# awarding costs in family law cases



## grownupgirl (30 Dec 2010)

This is my 3rd year of pursuing my husband for maintenance and a separation agreement and I have run up a €20,000 legal bill so far. My solicitor says that I cannot claim for costs from him as judges do not award costs in Family Law cases. Is this true? He is claiming poverty and has a lot of personal debt but his accounts show his business is ok and stable. They are getting adjournments due to his accountant not showing up etc. I am wondering if my solicitor is saying this so they won't have to pursue him also. All law advise welcome!


----------



## mf1 (31 Dec 2010)

You can certainly ask the Court to award you your costs and the Court may well do so BUT if you have trouble getting him to honour everything else, which appears to be the case, then it is a little unlikely that he will pay your costs. 

It is important also that you grasp that the legal costs you incur are your costs - your responsibility. Even if the Court awarded you your costs, if your husband won't pay them,  those costs are still your responsibility. Clients often feel that if there is an order for costs against their opponent, that the costs are no longer their own responsibility. And if the solicitors cannot get their fees from the other side, well, tough! 

That's not how it works. The client is always responsible for the costs they incur in pursuing their case. If they get a contribution or indemnity from the other side, then happy days!

mf


----------



## grownupgirl (2 Jan 2011)

Thanks mf1, I understand all that you have said and thanks for your reply. My question was actually about whether judges are likely to award costs in court. I have heard that costs are never awarded in family law cases and I just wanted to know if this is true.


----------



## mf1 (2 Jan 2011)

"costs are never awarded in family law cases"

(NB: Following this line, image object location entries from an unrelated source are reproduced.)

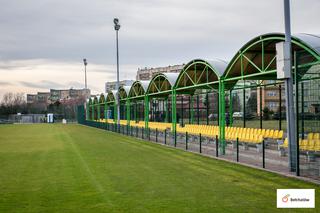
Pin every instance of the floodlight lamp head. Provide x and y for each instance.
(116, 24)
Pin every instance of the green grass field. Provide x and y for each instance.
(72, 168)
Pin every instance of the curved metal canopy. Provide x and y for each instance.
(96, 100)
(256, 60)
(200, 74)
(111, 96)
(101, 98)
(138, 89)
(162, 83)
(124, 91)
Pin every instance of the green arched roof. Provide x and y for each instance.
(101, 98)
(124, 91)
(256, 60)
(95, 100)
(111, 96)
(138, 89)
(162, 83)
(200, 74)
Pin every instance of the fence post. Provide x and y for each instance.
(137, 132)
(237, 149)
(186, 140)
(217, 146)
(263, 155)
(165, 136)
(200, 143)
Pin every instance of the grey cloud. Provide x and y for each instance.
(152, 33)
(42, 84)
(4, 83)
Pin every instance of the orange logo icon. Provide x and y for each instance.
(285, 198)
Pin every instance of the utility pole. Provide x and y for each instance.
(85, 72)
(117, 28)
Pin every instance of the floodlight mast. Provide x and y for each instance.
(85, 73)
(117, 28)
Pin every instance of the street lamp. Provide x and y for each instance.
(85, 72)
(117, 28)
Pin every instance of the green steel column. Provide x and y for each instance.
(135, 111)
(207, 107)
(115, 112)
(92, 113)
(173, 110)
(146, 111)
(222, 142)
(230, 109)
(244, 107)
(198, 110)
(192, 111)
(128, 111)
(98, 112)
(87, 111)
(105, 111)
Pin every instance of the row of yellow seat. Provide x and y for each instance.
(232, 133)
(313, 136)
(266, 133)
(306, 144)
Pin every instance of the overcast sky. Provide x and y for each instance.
(43, 42)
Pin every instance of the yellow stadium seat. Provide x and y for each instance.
(310, 136)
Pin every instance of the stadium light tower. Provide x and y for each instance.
(85, 72)
(117, 28)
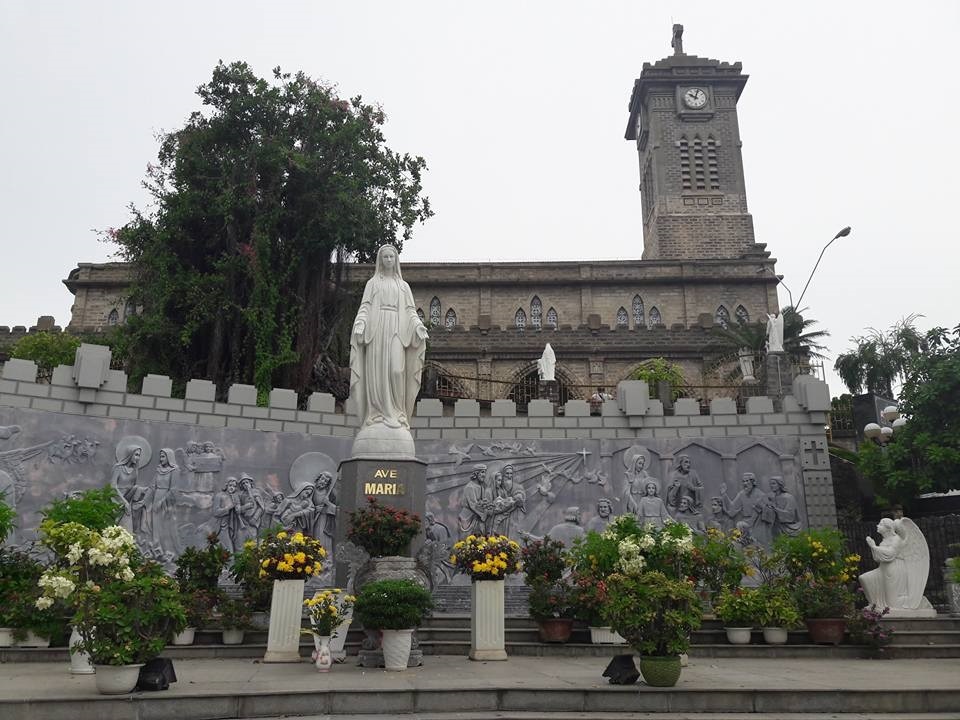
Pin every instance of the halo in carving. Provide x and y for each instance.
(129, 442)
(307, 467)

It is the norm. But you can still ask and, in some cases , the Court will make that order.

mf


----------



## Mr. C.J.H. (2 Jan 2011)

I have been involved in many family law cases where one party or the engaged in nconscionable conduct and not once have I seen a Court award costs. I am a solicitor and since I moved firms about 9 months ago now rarely practice family law, nevertheless I asked a very experienced barrister (20 years+ call) who practices exclusively in the family courts whether she had ever been involved ina case where costs were awarded and she told me that the only time she had seen it was where there was consent from one party to same. She said that she has heard from colleagues of one or two examples over the years, but I think the OP's solicitor is right when they say that costs are virtually never awarded in family cases.


----------